I would consider it table stakes for an intermediate level engineer at a big company (which would have well defined processes for doing this safely) or a senior at any other company (on the assumption some of that infra has to be set up from scratch). If 10 years of experience hadn’t taught me this yet, I would personally be concerned how I’m spending my energy. I am roughly at the 10y mark, and I would estimate I have been competent enough to build a public facing application without embarrassing public access issues on my own for at least 4 years. Even before that, I would have known what to be scared of / seek help on for at least 7 years. I guess I could be more unusual than I think, but the idea that at 10 years anyone would be ok not knowing how to approach such a routine task is baffling to me.
HN is a bubble. The expectation that your colleagues are /experts like you/ is unrealistic. To stand something up like this, which is entirely on bare metal - this is a task many would find challenging if they are entirely honest with themselves and put their egos to the side. Your typical swe thinks that nothing is impossible.

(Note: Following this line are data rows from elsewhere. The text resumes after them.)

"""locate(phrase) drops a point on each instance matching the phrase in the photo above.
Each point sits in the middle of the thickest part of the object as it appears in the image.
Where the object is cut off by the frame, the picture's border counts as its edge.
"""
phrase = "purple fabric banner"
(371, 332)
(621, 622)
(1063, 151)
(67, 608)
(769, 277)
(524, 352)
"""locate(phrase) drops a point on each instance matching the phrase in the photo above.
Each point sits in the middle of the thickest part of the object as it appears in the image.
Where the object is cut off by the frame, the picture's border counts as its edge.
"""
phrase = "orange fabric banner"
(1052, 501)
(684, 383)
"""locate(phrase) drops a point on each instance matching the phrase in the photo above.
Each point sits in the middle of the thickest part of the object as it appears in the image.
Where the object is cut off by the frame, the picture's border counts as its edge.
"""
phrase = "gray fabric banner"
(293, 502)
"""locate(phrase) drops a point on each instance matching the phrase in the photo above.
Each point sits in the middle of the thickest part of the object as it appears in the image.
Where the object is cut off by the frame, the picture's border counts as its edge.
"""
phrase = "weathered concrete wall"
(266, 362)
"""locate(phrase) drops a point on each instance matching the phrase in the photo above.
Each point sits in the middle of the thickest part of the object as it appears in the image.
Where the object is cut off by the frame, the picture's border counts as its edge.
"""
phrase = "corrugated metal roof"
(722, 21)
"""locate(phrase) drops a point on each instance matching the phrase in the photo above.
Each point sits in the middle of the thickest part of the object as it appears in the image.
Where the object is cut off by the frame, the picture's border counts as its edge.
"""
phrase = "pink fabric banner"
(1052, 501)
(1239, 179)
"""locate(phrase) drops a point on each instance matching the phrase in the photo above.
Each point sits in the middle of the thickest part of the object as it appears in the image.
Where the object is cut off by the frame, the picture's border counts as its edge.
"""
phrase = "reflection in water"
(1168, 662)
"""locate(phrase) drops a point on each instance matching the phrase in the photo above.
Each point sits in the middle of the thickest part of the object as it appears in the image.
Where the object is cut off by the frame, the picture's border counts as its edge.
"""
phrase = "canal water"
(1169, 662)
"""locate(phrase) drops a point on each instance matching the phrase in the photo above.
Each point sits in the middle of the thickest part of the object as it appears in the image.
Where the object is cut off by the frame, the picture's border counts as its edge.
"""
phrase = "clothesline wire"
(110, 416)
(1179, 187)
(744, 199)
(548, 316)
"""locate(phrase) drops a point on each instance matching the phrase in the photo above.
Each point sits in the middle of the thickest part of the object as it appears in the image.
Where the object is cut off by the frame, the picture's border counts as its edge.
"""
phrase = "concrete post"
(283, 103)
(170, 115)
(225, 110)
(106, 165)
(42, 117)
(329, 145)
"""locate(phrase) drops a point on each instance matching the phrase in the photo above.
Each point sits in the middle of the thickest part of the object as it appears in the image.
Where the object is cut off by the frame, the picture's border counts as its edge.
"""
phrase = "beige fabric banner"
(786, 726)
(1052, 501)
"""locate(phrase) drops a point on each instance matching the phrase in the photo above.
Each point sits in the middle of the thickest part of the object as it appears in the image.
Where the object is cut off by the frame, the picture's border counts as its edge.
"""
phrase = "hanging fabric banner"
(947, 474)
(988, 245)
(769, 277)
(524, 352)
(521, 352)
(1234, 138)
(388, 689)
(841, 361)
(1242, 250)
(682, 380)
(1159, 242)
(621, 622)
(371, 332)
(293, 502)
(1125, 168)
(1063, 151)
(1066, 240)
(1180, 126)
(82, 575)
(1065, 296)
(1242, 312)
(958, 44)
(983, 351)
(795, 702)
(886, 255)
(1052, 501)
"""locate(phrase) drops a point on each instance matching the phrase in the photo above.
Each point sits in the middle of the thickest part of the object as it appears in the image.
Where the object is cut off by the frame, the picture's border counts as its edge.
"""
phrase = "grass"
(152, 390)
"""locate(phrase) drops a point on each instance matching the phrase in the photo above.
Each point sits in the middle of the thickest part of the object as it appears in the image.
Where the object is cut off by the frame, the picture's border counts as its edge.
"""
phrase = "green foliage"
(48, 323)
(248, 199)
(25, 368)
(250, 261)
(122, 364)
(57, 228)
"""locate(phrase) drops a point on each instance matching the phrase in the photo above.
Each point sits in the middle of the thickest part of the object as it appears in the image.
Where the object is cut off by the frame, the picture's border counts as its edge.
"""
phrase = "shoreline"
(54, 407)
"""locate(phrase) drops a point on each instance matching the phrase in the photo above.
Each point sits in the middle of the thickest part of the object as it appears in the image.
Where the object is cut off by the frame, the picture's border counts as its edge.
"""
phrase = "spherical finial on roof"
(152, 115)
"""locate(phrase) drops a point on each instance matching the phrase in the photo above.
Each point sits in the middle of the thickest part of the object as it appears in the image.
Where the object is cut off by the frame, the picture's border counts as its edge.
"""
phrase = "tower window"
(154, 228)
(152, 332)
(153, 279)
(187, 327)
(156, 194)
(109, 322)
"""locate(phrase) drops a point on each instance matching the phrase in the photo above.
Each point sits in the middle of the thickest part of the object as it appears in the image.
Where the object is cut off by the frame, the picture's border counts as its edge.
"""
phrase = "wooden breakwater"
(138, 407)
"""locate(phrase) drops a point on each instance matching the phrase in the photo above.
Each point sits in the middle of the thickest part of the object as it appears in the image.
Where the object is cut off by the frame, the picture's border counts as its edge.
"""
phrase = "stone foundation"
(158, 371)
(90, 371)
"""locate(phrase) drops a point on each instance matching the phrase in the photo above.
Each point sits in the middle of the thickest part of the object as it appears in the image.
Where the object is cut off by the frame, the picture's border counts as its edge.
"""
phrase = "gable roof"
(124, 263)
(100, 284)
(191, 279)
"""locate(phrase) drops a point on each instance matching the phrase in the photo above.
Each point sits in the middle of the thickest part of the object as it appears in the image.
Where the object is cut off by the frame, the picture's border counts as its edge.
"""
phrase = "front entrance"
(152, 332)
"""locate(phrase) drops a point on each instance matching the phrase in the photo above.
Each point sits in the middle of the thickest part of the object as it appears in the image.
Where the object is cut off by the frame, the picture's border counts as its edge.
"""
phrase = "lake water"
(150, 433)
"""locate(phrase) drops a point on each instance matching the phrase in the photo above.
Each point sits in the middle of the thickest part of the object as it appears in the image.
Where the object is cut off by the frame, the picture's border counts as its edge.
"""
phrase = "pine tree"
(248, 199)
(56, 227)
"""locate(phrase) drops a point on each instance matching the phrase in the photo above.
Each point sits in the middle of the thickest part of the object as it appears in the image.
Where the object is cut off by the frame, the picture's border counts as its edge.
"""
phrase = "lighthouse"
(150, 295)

There was a recent comment which said along the lines of “I used to watch figure skating, seeing them race around and spin, and think no big deal. It was only when I went on ice that I realised how difficult and impressive what they were doing was” - this is exactly the trap SWEs are most guilty of. — /this/ is what you learn as a staff level.
You are talking to the ice skaters.
They expect you to do up your laces. Setting a password on a database is a something I would expect of any company capable of asking for a credit card.
everything you say is true, but I don't think any of it actually applies to being able to safely deploy user facing systems. I would certainly not trust myself to do all possible aspects of setting up a user facing system completely from scratch (ie nothing but a libc on linux or whatever) I would not trust myself to write correct crypto, for example. But I have a good sense of what I can trust myself to build relatively safely. And of course i'm not claiming that "knowledge of where to trust myself" is by any means flawless. But Even in college I made applications for people that were exposed to the public internet. But I was very aware of what I felt I could trust myself to do and what I needed to rely on some other system for. In my case I delegated auth to "sign in with google" and relied on several other services for data storage. There were features that I didn't ship because I didn't trust myself to build them safely, and I was working alone. Now I would not necessarily expect every CS student to be able to do this safely, but a healthy understanding of one's own current limitations and being willing to engineer around that as a constraint is pretty achievable, and can get you very far.
I don’t understand this comment? Is it unusual to request something like this? OP’s comment was saying that all 1000 or so (and hundreds of thousands of others) of his colleagues would be able to do this if asked?
I don’t know if you are in agreement with me or not
I am agreeing with your premise of asking a random s/w technician to deploy an app fairly securely would be problematic and then generalized it to include many tasks related to s/w engineering.
Right, and DeepSeek doesn't employ any because they're a bunch of quants who are used to building internal systems. I don't see how this responds to OP's point.
That's not a matter of battle hardened experience. Publicly exposing database management endpoints that allow arbitrary execution is a *massive* no-no that even a junior developer with zero experience should be able to sense is a bad idea.
Seems like the kind of mistake you would make if you are not used to deploying external client facing applications.